Automotive - Advanced Driver Assistance Systems (ADAS) and Autonomous Driving (AD)
Automated driving systems require the highest level of safety to fully enable the new world of mobility. Automotive-grade FPGAs and MPSoCs (FPGAs with Embedded ARM processors) deliver high performance and low latency to enable safety-critical functionality in the new era of Autonomous Driving.
The various sensors in vehicles generate massive amounts of data, all of which must be merged into a single data pipe for real-time processing. The data aggregation, pre-processing and distribution capability of FPGAs and MPSoCs helps improve AI processing by merging sensor data and efficiently preparing it for vehicle control.
Thanks to their I/O bandwidth, massive computing capabilities, low-latency performance, and reconfigurability, automotive-grade FPGAs and MPSoCs are ideal for implementing ADAS and AD functionalities.
Key examples of Automotive FPGA and MPSoC solutions:
Automated Valet Parking (AVP) In December 2019, Xilinx announced that their MPSoC will be used in Baidu’s Apollo Computing Unit (ACU) for sensor fusion and deep learning inference processing required to handle the complex driving environment of AVP.
Advanced Driver Assistance Systems (ADAS) Subaru has selected Xilinx’s automotive qualified MPSoC for their next-generation vision-based advanced driver assistance system.
LiDAR solutions with 3D data imaging Multiple startup companies are also using FPGAs and MPSoC to develop automotive LiDAR solutions that can deliver accurate, real-time 3D data imaging.
Artificial intelligence and machine learning technologies are contributing to smarter, more efficient and effective solutions for the healthcare industry. The quantity of data, calculations, and images that need to be processed quickly make high-performance FPGA applications ideal for medical solutions.
Examples of Healthcare FPGA solutions:
Imaging High resolution image processing in real time is used in scanners, diagnostic machines, and other essential medical equipment.
Vision Systems Reliable vision systems are critical for surgical solutions including robotic assistance.

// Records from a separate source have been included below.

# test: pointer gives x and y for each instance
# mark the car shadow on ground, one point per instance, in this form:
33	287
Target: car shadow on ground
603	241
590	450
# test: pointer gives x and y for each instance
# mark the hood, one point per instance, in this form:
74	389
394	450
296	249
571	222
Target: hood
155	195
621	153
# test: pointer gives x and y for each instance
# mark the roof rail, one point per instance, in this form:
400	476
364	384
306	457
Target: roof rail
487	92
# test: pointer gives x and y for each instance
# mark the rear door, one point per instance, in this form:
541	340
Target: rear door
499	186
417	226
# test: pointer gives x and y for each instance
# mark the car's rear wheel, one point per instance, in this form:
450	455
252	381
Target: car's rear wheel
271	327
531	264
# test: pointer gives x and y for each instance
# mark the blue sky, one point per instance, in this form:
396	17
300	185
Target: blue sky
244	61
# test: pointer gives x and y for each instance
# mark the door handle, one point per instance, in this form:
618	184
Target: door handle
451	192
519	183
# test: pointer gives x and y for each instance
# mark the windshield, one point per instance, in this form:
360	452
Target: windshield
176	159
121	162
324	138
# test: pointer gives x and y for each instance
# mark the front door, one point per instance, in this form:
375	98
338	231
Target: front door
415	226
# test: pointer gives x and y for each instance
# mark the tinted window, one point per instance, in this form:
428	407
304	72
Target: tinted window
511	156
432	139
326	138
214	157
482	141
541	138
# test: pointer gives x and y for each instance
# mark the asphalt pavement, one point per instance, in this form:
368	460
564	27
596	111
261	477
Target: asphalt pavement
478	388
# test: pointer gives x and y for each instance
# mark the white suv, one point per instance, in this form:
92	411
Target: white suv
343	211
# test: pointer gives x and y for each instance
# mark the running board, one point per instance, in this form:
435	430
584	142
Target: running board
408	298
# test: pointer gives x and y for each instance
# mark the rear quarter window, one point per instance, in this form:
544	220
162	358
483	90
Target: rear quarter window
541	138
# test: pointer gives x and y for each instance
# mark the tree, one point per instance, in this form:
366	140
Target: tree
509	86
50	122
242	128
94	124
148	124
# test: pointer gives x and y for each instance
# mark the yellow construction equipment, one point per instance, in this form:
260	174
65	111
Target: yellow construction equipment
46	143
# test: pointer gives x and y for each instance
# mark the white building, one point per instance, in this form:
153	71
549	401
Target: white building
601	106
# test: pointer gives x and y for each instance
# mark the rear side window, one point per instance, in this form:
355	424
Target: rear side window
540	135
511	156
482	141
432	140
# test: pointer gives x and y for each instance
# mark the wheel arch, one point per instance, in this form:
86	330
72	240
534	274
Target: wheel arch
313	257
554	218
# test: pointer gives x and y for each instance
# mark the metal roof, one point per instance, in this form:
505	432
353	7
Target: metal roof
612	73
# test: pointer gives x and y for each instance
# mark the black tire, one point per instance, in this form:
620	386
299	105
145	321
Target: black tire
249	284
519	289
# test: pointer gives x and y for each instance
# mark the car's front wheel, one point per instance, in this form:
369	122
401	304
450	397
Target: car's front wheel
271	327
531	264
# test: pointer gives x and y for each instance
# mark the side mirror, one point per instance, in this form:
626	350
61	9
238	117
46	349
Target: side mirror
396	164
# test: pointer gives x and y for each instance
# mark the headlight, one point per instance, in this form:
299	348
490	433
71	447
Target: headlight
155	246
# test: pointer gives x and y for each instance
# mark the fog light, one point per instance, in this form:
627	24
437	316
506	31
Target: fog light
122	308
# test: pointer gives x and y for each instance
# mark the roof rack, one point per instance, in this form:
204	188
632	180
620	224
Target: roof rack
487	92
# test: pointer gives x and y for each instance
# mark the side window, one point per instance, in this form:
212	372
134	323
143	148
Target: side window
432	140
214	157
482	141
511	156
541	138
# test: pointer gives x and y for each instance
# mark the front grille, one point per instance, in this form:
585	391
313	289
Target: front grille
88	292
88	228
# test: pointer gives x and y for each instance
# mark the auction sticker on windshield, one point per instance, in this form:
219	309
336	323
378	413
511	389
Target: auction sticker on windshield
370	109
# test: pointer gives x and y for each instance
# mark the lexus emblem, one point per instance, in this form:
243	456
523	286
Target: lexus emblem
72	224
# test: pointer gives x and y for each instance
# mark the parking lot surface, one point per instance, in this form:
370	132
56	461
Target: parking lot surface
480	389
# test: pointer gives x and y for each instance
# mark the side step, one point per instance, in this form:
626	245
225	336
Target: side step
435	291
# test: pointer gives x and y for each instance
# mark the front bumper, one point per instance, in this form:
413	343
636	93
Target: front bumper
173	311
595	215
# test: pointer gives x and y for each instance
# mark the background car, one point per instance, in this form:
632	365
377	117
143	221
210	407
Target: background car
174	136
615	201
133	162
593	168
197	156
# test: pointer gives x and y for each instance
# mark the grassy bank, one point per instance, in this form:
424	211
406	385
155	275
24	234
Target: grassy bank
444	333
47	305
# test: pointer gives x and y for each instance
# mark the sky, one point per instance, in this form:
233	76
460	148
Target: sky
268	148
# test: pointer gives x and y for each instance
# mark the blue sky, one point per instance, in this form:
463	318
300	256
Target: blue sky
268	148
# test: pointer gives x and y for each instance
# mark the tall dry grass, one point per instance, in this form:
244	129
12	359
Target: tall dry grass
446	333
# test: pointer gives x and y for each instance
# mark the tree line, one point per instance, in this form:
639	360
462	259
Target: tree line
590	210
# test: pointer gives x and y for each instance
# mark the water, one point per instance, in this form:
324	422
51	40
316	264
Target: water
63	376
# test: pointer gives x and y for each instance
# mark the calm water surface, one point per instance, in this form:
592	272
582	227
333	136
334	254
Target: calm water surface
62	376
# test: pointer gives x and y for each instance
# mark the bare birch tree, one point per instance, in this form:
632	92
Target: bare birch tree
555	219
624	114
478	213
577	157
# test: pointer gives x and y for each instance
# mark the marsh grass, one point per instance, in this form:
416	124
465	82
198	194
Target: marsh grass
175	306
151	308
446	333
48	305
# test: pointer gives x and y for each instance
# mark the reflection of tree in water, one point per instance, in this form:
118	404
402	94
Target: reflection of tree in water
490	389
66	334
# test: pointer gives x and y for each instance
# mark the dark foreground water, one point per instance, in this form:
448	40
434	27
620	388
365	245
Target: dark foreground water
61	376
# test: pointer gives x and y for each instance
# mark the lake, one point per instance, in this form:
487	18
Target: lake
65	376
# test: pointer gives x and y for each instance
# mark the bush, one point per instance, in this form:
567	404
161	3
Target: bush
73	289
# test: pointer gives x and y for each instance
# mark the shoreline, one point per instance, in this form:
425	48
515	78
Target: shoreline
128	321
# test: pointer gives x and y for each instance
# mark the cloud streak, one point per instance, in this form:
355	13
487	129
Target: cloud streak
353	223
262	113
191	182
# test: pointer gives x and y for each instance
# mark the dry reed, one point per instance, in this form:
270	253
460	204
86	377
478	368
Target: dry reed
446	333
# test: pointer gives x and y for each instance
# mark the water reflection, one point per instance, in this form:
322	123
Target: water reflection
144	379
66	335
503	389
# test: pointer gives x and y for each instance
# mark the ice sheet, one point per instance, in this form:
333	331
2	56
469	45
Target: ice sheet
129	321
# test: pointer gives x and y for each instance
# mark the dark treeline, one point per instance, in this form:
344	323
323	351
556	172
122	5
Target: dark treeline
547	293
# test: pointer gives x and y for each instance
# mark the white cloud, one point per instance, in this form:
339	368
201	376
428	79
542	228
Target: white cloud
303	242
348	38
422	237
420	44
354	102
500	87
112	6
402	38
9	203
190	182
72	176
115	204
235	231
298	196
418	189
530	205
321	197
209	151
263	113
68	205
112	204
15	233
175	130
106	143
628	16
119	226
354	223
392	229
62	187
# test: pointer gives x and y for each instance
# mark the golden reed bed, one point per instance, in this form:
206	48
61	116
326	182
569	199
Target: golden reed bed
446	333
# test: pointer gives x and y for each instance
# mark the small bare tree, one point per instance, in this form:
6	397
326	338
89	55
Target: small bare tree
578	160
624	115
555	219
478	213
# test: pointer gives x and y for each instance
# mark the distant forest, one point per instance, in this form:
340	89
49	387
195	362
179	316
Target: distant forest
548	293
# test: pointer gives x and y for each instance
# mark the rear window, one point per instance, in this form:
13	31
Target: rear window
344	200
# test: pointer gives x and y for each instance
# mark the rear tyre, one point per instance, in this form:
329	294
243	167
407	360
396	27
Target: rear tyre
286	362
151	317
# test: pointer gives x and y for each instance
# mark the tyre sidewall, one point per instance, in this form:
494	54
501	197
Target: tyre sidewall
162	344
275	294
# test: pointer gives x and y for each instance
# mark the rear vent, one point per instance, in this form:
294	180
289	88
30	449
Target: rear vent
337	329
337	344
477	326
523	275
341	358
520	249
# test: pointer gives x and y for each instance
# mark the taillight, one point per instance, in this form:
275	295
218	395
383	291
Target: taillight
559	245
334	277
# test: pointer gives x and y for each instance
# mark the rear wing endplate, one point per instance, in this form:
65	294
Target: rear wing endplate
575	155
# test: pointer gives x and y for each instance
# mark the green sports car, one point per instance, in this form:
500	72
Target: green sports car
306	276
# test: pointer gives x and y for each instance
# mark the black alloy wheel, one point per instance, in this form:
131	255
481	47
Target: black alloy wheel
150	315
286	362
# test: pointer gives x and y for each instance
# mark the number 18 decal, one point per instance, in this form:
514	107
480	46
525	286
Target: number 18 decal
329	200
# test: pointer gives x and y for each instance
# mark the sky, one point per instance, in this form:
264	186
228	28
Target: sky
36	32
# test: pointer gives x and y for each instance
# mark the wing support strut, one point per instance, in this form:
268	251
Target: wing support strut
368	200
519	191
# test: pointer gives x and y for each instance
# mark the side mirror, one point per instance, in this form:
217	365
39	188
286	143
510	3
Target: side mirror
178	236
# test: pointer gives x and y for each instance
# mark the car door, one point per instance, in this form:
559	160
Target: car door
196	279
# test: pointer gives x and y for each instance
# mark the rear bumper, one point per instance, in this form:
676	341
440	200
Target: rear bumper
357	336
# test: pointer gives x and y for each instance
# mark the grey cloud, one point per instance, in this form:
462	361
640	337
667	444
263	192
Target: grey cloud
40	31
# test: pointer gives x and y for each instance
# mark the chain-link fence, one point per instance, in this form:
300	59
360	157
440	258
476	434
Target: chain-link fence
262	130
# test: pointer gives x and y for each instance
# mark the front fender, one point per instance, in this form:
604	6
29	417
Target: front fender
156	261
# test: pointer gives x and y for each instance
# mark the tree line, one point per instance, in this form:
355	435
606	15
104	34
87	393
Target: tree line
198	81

Monitors Fast response time and reliability make monitoring devices such as automated external defibrillators and clinical defibrillators more efficient and accurate.
High Performance Computing As noted in the Hardware Acceleration section of this article, genome sequencing, scientific simulations, and machine learning all benefit from FPGA performance.

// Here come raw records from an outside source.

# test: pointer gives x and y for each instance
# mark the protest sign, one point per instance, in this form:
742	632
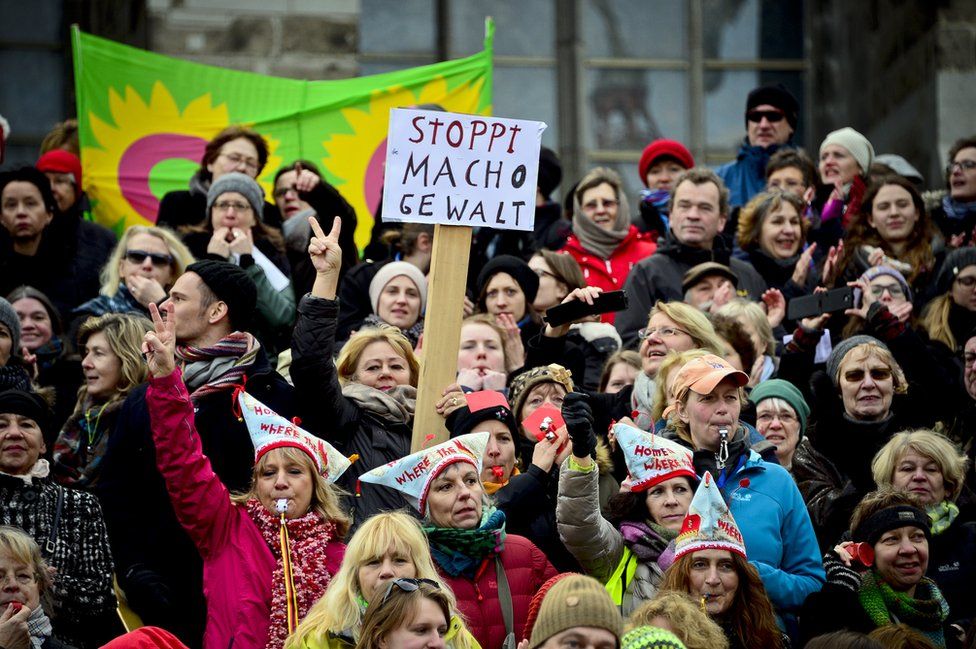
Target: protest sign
454	169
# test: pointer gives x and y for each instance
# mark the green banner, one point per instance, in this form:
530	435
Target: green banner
144	120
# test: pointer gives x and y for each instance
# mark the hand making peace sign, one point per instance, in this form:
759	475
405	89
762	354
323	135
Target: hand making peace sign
159	346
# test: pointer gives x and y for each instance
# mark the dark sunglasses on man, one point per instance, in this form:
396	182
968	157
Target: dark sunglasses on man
770	115
139	256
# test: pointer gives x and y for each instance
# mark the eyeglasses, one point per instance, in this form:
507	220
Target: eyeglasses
609	203
281	192
238	206
770	115
22	578
968	281
408	585
894	290
662	332
237	159
878	374
139	256
963	165
768	417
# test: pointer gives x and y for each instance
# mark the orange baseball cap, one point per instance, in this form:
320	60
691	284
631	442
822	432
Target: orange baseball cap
702	374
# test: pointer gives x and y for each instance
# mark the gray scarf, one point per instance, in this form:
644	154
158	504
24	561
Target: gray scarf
594	238
642	400
39	627
396	406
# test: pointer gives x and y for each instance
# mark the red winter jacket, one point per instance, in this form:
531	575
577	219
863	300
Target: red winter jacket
237	563
611	274
526	569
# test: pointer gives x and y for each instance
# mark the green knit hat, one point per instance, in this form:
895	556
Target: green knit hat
780	389
650	637
575	601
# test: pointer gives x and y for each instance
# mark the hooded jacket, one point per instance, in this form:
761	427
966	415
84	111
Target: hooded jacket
659	277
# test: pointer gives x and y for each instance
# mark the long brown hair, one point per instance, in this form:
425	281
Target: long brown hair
919	250
751	616
388	614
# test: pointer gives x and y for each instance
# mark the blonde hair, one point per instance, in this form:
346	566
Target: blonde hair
21	548
488	321
673	361
339	609
935	321
751	312
694	628
359	341
951	462
325	496
110	276
124	334
694	322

Additional benefits that FPGAs offer to medical solutions are security and the ability to update functionality. The wired.com article Most Medical Imaging Devices Run Outdated Operating Systemssays, "health care providers can make updatability a major priority in procurement to push manufacturers toward more flexible designs."
When to Use FPGAs or CPUs
To take advantage of the performance of the FPGA and the flexibility of the CPU, some products combine both. An example would be to use an FPGA to continuously process, at full line rate, millions of packets per second by decoding each packet and extracting meaningful information that can be effectively presented to multiple Virtual Machines (VM) running on CPUs. Software solutions can then be deployed on CPUs to enable detailed analysis of the data collected to extract higher level information that can be presented to the end users.